I use net.cuda() and this seems to work. However when I try to run my script I get this error:

Traceback (most recent call last):
File “test.py”, line 266, in
yEst = net.forward_prop(currentBatchData)
File “test.py”, line 126, in forward_prop
x = F.max_pool2d(F.relu(self.conv1(x)), (2,2))
File “/data/venv/pytorch/local/lib/python2.7/site-packages/torch/nn/modules/module.py”, line 210, in call
result = self.forward(*input, **kwargs)
File “/data/venv/pytorch/local/lib/python2.7/site-packages/torch/nn/modules/conv.py”, line 235, in forward
self.padding, self.dilation, self.groups)
File “/data/venv/pytorch/local/lib/python2.7/site-packages/torch/nn/functional.py”, line 37, in conv2d
return f(input, weight, bias) if bias is not None else f(input, weight)
File “/data/venv/pytorch/local/lib/python2.7/site-packages/torch/nn/_functions/conv.py”, line 33, in forward
output = self._update_output(input, weight, bias)
File “/data/venv/pytorch/local/lib/python2.7/site-packages/torch/nn/_functions/conv.py”, line 88, in _update_output
return self._thnn(‘update_output’, input, weight, bias)
File “/data/venv/pytorch/local/lib/python2.7/site-packages/torch/nn/_functions/conv.py”, line 147, in _thnn
return impl[fn_name](self, self._bufs[0], input, weight, *args)
File “/data/venv/pytorch/local/lib/python2.7/site-packages/torch/nn/_functions/conv.py”, line 219, in call_update_output
bias, *args)
TypeError: FloatSpatialConvolutionMM_updateOutput received an invalid combination of arguments - got (int, torch.FloatTensor, torch.FloatTensor, torch.cuda.FloatTensor, torch.cuda.FloatTensor, torch.FloatTensor, torch.FloatTensor, long, long, int, int, int, int), but expected (int state, torch.FloatTensor input, torch.FloatTensor output, torch.FloatTensor weight, [torch.FloatTensor bias or None], torch.FloatTensor finput, torch.FloatTensor fgradInput, int kW, int kH, int dW, int dH, int padW, int padH)
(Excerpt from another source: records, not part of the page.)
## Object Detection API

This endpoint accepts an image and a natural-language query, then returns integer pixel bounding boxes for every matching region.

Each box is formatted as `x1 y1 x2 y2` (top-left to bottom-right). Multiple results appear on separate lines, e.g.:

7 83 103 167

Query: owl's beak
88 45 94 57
(If I do not try to run net.cuda() my script works find on the CPU).

Look like your input haven’t gotten sent to GPU yet.
Just to be sure, did you call something akin to input = Variable(input.cuda()) before forward it through the net?

1 Like

@NgPDat Ok so just to be sure, all I did was run myDNN.cuda() after the net was created but before the training loop, and in the forward prop, I have myDNN.forward(input.cuda()). However this still gives me the same error…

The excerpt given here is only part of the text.